Desarrollos Posteriores
Tras la inversión de 2019, la participación de Microsoft en OpenAI se profundizó. Para 2023, Microsoft había invertido más de 13 mil millones de dólares en total, y la asociación se amplió para incluir la licencia exclusiva de los modelos de OpenAI para productos de Microsoft. En 2025, OpenAI experimentó una reestructuración que convirtió su subsidiaria con fines de lucro en OpenAI Group PBC, con la organización sin fines de lucro OpenAI Foundation conservando una participación del 26%.
La relación no estuvo exenta de desafíos. En noviembre de 2023, la junta directiva de OpenAI destituyó brevemente a Sam Altman como CEO, lo que llevó a una crisis que se resolvió con su reinstalación cinco días después. Microsoft desempeñó un papel en las negociaciones, y el episodio destacó las complejidades de la asociación. Además, OpenAI enfrentó demandas por problemas de derechos de autor y preocupaciones sobre la seguridad de la IA, con algunos investigadores abandonando la empresa para formar compañías competidoras.
A pesar de estos desafíos, el acuerdo de 2019 siguió siendo una piedra angular del crecimiento de OpenAI. Para 2026, OpenAI se había convertido en una de las empresas de IA más valiosas del mundo, con una valoración de 852 mil millones de dólares, y había presentado una solicitud de oferta pública inicial.

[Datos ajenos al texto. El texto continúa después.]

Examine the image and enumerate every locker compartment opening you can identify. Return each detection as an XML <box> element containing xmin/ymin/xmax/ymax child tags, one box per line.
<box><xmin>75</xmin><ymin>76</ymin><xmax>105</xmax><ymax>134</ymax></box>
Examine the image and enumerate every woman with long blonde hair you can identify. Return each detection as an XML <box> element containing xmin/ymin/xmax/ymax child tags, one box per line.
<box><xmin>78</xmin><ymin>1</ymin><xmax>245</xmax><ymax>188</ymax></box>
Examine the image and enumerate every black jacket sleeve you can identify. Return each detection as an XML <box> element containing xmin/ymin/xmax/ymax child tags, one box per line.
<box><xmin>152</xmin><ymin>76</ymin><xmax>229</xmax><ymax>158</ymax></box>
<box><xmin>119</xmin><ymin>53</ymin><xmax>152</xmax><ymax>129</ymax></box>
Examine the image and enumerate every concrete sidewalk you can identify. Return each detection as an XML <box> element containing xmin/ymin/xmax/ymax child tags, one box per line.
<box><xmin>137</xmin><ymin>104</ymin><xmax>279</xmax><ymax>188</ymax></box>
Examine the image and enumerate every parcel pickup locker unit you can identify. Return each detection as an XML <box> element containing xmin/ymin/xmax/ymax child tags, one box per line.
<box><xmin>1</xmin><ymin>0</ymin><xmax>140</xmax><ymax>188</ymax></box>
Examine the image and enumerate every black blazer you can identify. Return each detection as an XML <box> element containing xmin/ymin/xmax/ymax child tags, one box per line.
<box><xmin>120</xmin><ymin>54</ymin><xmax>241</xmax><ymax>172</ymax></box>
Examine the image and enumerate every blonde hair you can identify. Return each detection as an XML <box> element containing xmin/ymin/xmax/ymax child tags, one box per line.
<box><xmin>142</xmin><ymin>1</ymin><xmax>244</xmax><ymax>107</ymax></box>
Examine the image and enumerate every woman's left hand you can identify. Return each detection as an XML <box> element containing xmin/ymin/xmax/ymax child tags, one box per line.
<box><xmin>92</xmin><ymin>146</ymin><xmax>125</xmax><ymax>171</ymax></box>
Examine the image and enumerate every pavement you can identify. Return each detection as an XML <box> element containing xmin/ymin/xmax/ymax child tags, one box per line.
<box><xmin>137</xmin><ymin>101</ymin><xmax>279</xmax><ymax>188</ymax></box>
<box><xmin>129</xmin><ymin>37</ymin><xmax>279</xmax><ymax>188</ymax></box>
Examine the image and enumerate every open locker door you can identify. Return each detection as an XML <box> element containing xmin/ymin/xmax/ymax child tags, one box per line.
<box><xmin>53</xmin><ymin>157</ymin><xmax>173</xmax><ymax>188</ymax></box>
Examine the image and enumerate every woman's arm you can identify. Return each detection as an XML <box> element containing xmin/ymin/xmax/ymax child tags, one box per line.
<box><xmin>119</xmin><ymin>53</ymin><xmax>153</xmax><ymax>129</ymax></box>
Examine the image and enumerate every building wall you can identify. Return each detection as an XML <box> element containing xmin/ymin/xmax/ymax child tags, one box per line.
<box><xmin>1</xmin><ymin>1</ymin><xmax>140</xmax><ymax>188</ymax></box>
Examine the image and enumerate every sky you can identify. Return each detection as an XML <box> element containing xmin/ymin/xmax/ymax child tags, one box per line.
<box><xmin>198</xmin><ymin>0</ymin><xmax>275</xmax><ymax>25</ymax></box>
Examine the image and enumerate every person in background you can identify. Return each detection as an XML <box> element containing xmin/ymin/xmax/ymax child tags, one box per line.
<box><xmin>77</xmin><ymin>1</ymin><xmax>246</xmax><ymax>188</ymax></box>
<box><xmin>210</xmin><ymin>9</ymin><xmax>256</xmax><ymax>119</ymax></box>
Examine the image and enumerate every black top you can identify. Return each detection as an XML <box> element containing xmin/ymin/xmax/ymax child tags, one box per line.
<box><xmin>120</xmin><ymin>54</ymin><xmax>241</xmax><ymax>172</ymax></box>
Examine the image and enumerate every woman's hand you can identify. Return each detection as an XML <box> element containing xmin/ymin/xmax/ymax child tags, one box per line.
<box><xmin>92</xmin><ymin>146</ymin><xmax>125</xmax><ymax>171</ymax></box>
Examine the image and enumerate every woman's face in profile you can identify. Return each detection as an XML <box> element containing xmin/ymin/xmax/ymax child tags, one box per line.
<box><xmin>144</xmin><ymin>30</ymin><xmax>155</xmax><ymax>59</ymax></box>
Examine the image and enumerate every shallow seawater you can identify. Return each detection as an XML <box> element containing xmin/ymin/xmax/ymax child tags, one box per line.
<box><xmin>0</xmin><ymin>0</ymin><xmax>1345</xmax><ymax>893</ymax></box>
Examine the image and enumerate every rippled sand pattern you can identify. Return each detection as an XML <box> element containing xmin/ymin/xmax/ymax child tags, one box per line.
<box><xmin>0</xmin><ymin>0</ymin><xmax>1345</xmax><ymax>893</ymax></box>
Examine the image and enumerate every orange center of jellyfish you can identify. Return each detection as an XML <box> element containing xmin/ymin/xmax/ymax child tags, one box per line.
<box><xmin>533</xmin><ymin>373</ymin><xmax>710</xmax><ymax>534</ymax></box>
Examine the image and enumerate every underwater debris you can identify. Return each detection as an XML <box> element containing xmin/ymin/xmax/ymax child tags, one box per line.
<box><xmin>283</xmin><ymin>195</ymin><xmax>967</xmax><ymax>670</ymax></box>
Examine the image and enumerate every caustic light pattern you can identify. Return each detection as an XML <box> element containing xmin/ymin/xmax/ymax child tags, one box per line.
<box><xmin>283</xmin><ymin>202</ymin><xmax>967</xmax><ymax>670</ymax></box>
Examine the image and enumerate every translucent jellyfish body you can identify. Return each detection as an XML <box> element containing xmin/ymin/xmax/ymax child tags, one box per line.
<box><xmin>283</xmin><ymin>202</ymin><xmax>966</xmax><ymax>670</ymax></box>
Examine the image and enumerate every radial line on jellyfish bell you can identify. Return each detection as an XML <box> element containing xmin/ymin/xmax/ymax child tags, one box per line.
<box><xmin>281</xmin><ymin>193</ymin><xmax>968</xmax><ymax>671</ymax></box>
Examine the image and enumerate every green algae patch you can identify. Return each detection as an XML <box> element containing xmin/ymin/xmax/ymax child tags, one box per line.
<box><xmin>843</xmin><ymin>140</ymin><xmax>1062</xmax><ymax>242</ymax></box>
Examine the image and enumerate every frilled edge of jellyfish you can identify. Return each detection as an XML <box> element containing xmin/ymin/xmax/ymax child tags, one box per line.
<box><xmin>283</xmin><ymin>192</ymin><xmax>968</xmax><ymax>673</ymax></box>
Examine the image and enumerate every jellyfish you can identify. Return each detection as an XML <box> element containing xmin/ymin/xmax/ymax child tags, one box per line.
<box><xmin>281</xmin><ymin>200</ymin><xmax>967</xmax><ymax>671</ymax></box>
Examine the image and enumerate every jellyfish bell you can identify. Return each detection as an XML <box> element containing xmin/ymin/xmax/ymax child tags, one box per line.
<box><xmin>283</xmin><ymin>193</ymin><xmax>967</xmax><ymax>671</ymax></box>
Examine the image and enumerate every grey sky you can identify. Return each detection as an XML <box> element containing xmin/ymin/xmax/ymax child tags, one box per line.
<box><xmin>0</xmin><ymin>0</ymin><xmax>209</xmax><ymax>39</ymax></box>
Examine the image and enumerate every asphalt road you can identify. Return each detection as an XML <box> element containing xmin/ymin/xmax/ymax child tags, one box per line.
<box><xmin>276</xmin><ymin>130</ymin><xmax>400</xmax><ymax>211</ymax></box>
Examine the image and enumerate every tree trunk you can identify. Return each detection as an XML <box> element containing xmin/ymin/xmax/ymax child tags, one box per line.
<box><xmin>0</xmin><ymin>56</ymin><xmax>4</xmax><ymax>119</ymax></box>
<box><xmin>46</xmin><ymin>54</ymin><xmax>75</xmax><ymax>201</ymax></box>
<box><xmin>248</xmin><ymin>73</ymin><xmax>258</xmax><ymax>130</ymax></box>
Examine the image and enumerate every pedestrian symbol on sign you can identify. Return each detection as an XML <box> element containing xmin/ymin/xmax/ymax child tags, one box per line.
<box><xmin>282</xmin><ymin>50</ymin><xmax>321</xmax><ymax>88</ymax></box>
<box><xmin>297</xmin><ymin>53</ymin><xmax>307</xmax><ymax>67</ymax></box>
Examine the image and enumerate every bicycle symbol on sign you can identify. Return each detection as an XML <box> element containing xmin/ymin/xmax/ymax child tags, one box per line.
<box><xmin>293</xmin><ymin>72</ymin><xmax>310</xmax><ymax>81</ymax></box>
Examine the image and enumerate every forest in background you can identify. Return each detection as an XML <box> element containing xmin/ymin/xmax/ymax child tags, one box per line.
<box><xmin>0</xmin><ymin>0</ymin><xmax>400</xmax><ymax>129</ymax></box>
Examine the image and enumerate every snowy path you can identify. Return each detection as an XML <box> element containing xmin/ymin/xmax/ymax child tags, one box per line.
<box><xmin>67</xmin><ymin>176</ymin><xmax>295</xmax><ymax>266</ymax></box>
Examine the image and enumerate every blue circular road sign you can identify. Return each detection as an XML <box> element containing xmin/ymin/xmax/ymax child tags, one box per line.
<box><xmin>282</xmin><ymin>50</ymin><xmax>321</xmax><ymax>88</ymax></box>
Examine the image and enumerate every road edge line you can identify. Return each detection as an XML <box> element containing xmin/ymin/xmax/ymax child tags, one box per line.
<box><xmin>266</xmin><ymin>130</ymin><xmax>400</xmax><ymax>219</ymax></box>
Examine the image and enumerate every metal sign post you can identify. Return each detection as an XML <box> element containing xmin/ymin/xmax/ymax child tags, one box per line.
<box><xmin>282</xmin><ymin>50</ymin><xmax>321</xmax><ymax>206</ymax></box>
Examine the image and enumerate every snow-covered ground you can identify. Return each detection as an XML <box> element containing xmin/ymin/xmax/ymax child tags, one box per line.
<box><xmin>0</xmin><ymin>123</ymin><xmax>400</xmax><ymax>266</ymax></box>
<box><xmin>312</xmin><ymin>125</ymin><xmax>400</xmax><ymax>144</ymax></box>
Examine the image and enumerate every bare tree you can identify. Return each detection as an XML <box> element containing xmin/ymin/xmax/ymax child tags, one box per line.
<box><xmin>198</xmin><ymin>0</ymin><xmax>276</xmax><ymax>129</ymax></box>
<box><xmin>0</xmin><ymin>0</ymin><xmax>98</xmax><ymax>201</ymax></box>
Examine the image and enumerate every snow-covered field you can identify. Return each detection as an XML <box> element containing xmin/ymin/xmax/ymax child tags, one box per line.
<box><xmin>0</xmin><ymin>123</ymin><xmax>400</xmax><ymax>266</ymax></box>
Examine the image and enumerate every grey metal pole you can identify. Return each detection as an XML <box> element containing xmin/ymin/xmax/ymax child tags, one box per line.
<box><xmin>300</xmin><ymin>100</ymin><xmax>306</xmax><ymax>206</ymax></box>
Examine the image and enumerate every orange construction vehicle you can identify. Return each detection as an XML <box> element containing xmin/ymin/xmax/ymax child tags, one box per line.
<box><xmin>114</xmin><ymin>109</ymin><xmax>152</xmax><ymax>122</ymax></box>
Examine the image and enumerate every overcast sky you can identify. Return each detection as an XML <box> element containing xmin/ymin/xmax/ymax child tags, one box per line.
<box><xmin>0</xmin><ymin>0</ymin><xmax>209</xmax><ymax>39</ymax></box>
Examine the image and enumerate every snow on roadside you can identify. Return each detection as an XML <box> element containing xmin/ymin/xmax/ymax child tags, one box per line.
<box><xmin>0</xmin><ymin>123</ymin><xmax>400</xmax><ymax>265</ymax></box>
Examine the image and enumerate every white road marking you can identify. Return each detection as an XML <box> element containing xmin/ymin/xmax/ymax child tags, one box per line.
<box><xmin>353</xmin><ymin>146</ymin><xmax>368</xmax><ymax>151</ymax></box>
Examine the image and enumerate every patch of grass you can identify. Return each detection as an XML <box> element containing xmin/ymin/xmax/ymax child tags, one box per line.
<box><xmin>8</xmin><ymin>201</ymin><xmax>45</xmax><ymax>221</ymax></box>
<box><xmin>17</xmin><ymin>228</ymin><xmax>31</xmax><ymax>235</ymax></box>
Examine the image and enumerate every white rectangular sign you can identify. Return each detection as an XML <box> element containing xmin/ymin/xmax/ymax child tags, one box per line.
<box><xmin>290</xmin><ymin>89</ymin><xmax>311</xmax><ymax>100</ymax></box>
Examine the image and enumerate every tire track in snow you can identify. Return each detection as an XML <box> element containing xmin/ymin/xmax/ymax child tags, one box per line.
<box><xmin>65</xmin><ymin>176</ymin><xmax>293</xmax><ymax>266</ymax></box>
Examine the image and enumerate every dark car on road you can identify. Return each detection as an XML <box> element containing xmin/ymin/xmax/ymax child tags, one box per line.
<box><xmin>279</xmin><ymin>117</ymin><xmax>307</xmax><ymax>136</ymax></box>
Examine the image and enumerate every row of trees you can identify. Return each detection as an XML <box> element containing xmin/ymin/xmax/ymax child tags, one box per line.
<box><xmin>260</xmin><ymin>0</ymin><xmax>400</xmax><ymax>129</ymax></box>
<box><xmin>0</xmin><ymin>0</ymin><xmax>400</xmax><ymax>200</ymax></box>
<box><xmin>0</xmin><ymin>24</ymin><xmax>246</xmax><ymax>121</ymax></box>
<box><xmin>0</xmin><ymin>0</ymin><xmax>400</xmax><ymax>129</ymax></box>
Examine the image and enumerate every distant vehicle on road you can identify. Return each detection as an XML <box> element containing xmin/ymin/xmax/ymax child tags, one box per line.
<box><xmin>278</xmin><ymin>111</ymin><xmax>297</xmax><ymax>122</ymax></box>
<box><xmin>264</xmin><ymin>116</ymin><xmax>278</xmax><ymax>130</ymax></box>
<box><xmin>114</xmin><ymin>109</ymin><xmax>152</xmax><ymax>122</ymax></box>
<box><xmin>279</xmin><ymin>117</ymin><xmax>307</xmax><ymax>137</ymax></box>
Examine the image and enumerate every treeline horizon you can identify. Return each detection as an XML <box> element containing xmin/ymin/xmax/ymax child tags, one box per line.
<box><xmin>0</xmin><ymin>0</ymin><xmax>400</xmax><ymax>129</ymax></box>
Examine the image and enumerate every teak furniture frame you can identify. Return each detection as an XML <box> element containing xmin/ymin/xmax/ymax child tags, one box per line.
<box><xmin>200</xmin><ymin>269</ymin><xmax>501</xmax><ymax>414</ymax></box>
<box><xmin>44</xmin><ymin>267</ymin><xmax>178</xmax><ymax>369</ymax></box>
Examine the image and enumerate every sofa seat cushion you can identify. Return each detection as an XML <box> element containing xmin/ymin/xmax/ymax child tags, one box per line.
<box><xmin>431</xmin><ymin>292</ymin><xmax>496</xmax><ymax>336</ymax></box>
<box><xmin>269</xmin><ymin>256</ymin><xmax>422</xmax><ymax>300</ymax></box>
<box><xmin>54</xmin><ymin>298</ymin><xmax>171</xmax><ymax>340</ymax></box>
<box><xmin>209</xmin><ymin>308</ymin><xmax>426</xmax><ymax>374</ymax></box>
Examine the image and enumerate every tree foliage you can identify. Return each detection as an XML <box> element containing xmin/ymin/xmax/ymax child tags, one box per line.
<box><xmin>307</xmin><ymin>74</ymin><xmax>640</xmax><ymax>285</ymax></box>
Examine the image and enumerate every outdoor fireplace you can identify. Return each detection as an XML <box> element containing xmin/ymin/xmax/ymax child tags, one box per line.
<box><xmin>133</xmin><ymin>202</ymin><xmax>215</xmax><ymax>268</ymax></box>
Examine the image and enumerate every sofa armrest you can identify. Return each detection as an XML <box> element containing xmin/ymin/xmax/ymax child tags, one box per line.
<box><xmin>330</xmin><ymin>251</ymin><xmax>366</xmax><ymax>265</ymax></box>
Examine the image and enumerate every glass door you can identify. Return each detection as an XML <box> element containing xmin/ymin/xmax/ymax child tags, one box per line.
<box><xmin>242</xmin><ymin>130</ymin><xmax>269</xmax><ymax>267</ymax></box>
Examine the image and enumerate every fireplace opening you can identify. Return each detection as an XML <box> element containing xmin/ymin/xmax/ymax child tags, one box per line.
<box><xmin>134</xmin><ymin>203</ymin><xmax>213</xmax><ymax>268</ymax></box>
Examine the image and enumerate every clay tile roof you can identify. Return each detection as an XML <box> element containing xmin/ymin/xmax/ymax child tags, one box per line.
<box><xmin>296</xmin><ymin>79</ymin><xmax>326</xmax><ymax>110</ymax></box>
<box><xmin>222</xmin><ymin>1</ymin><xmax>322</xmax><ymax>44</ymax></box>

La asociación con Microsoft fue ampliamente acreditada por permitir a OpenAI alcanzar estos hitos.
Legado y Significado
El acuerdo de 2019 entre Microsoft y OpenAI se cita a menudo como un momento pivotal en la historia de la IA. Demostró la importancia de la inversión corporativa para avanzar en la investigación de IA y destacó el papel de la infraestructura en la nube en el escalado de modelos de IA. La asociación también planteó preguntas sobre la concentración del poder de la IA en unas pocas grandes empresas, una preocupación que continúa moldeando los debates políticos.
Para Microsoft, la inversión fue un éxito estratégico, posicionando a la empresa como líder en IA y computación en la nube. Para OpenAI, proporcionó los recursos necesarios para perseguir su misión de desarrollar una AGI segura y beneficiosa. El legado del acuerdo es evidente en la adopción generalizada de tecnologías de IA y la competencia continua entre los gigantes tecnológicos por dominar el campo.